Home

Awesome

lxfuzz

lxfuzz is a grey-box kernel fuzzer used for linux. it is scalable because of qemu being used to emulate in a way to be able to freely choose the number of instances and their memory.

setup and run

first, install build dependencies (example debian-based):

wget git make gcc g++ flex bc bison pkg-config ninja-build libssl-dev libglib2.0-dev bzip2 libpixman-1-dev libelf-dev libncurses5-dev

of course, you will need a properly built linux kernel. following options should be enabled

CONFIG_USER_NS=y
CONFIG_NET_DEV_REFCNT_TRACKER=y
CONFIG_NET_NS_REFCNT_TRACKER=y
CONFIG_KASAN=y
CONFIG_PANIC_ON_OOPS=y
CONFIG_BUG_ON_DATA_CORRUPTION=y
CONFIG_KCOV=y # make sure /sys/kernel/debug/kcov is rw for user
CONFIG_KCOV_INSTRUMENT_ALL=y

CONFIG_9P_FS=y
CONFIG_9P_FS_POSIX_ACL=y
CONFIG_9P_FS_SECURITY=y
CONFIG_NETWORK_FILESYSTEMS=y
CONFIG_NET_9P=y
CONFIG_NET_9P_DEBUG=y
CONFIG_NET_9P_VIRTIO=y

CONFIG_DEBUG_INFO=y
# CONFIG_RANDOMIZE_BASE is not set

enabling extra options that add more code to be fuzzed is always a good idea

now, to build the fuzzer simply run

make all

this will build a custom qemu emulator (x86-64) plus the fuzzer, a reproducer and manager programs for both of those.

before running the manager, you have to configure how QEMU should run your kernel. you can do that by editing the cmdline.cfg file (which already contains an example configuration)

you're completely free in choosing how the kernel should be running. however make sure to have qemu exit on a kernel panic or similar. be careful to use the modified qemu emulator. (located in ./tools/qemu-7.1.0/build/)

if everything is set up you can start the fuzzing manager

./fuzz_manager -n <instances> [--timeout <inactive log timeout>] [--daemon] [--userns]
required arguments:

with -n, you can choose as many qemu instances as your hardware can take.

optional arguments:

--timeout specifies in seconds, how long no log activity should be ignored, until the fuzz_manager checks for hangs or crashes. (default 60s)

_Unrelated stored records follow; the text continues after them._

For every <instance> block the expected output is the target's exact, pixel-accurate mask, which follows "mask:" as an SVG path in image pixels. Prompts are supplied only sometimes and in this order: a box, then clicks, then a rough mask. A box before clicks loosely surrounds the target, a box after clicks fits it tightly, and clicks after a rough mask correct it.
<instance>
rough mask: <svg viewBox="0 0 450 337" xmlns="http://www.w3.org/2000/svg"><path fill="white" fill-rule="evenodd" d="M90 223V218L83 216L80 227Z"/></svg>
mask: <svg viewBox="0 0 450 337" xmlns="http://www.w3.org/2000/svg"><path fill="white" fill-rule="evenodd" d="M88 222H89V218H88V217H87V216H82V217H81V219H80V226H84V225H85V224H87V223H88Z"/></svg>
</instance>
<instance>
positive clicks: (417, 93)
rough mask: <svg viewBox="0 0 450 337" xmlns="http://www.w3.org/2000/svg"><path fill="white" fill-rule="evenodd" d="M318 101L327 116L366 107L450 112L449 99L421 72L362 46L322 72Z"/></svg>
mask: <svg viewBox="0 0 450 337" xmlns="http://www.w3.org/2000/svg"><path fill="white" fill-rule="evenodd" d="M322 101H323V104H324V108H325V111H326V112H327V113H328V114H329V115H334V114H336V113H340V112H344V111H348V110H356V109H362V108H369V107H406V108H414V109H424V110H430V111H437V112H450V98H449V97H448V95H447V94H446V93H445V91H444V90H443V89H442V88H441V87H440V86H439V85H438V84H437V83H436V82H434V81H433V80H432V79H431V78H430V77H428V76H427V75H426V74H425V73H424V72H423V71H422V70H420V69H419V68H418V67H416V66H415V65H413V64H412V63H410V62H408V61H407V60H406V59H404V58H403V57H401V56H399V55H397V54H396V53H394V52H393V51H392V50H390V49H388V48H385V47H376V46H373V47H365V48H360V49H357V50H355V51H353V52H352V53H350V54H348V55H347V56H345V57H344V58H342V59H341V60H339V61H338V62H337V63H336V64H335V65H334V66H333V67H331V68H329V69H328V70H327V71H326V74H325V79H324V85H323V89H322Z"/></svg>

use --daemon to run the fuzzer as a daemon in the background.

--userns tells the fuzzer to make use of user namespaces.

coverage

lxfuzz uses kcov for coverage information gaining. reached addresses in the kernel are saved in ./coverage/kcov.txt, which is accessible by the guests and host. it is essential for lxfuzz to function properly, so make sure the path exists. this information can also be processed by syzkallers's syz-cover.

logs and crashes

all fuzzing logs are saved in ./kernel/data/. each instance got an own directory in which each core/thread got an own log file.

WARNING: the log folders and files grow extremely large after some time. make sure to keep track of them and keep removing old log data (i.e. by a shell script)

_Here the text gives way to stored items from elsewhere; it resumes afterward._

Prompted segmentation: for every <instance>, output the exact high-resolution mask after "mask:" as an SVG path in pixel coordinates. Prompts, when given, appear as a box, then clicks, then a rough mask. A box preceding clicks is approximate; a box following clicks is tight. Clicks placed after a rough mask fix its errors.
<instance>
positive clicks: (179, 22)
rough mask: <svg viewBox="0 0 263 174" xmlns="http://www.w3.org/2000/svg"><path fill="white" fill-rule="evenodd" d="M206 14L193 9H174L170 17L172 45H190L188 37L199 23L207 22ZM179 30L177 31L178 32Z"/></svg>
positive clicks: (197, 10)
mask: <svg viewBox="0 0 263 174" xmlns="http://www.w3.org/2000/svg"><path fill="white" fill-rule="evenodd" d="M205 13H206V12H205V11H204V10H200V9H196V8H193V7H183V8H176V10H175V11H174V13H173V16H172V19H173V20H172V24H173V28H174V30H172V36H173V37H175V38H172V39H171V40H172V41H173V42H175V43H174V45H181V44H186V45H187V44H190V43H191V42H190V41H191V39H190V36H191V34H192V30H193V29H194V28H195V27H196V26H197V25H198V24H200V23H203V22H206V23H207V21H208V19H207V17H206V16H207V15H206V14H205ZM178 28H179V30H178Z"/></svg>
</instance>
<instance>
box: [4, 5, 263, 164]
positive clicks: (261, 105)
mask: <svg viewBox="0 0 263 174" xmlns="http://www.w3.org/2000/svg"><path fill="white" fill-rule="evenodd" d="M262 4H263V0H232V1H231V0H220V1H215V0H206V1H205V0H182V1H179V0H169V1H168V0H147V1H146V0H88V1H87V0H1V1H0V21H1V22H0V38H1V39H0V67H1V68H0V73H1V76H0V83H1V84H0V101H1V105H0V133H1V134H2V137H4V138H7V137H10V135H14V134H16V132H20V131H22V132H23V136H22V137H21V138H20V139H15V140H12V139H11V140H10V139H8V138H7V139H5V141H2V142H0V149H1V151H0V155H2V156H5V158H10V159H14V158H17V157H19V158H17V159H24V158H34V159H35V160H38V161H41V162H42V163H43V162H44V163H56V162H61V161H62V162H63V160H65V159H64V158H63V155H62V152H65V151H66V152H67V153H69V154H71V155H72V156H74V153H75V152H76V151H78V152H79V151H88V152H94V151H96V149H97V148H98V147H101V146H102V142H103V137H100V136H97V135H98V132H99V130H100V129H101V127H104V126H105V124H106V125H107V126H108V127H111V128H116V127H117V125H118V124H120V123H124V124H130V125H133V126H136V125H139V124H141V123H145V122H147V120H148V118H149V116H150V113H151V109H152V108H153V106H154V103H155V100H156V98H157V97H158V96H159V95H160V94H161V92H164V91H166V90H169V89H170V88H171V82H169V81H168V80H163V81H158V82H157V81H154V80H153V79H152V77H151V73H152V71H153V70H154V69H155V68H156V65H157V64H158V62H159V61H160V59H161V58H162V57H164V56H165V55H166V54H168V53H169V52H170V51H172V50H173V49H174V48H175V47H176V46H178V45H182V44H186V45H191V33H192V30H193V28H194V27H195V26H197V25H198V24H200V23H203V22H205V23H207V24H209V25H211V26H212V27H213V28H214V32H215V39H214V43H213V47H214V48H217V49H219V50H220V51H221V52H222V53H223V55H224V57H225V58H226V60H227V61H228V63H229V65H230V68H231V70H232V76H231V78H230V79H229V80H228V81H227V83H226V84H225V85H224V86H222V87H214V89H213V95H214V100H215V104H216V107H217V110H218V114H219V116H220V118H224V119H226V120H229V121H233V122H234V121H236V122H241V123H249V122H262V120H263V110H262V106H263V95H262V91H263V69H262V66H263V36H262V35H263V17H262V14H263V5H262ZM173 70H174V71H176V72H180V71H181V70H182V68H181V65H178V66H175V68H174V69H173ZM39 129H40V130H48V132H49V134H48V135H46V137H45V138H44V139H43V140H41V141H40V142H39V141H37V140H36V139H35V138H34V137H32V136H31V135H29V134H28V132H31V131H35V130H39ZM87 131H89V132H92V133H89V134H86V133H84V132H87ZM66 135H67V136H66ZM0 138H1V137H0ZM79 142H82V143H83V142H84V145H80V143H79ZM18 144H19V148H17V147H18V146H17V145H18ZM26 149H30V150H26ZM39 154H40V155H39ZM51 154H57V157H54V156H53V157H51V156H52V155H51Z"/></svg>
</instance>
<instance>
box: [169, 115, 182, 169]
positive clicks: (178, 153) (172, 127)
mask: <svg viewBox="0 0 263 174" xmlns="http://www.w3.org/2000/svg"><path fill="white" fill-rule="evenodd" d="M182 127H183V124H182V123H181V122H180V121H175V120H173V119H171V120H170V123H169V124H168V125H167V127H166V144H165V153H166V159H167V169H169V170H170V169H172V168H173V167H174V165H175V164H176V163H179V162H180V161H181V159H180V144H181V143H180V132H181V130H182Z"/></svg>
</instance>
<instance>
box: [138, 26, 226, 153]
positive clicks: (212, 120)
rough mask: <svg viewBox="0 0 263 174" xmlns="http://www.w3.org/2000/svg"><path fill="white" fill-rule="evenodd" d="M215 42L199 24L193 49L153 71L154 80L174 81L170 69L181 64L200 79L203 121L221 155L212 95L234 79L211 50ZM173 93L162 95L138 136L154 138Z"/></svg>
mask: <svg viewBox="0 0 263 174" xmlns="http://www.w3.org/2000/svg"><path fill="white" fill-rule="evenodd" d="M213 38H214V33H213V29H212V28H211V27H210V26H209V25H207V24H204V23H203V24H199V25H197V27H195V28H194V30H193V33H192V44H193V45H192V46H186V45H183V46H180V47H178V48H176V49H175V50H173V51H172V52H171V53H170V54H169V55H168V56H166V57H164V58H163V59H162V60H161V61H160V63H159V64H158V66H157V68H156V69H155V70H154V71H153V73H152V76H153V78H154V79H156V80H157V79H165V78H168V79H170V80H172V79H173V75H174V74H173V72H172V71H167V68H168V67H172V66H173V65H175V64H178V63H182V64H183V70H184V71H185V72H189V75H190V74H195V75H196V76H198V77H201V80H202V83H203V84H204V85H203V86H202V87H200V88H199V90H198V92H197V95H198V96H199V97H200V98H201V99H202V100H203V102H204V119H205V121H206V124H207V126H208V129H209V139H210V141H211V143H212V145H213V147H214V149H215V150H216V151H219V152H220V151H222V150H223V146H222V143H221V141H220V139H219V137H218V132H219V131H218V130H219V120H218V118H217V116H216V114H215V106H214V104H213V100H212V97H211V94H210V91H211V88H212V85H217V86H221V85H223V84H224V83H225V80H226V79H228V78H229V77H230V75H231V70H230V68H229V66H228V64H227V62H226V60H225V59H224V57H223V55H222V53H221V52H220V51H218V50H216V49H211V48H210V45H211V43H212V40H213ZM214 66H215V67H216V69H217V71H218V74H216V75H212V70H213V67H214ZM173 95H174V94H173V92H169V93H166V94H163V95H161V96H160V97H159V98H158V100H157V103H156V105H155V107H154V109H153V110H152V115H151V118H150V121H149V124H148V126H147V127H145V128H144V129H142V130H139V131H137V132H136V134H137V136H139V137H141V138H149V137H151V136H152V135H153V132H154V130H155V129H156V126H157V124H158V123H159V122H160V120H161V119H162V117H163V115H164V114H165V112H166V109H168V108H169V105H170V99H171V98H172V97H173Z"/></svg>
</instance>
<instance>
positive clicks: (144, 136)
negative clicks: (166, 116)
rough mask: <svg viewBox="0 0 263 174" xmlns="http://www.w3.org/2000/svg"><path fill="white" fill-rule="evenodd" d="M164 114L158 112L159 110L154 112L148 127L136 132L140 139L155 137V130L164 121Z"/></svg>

if the manager encounters a crash, the whole log directory of the corresponding instance is copied and saved. the active logfiles get cleared whenever a crash or hang occurs

to reproduce crashes, copy the folder containing the crashes to the default startup working directory of the machine alongside with the reproducer binary. make sure the folder is named crash/. running repro_manager will try to reproduce the crash and will notify if successful. you can try to reduce the log data in crash/ while still reproducing successfully, until you get to a point where you're able to understand the crash and create a POC.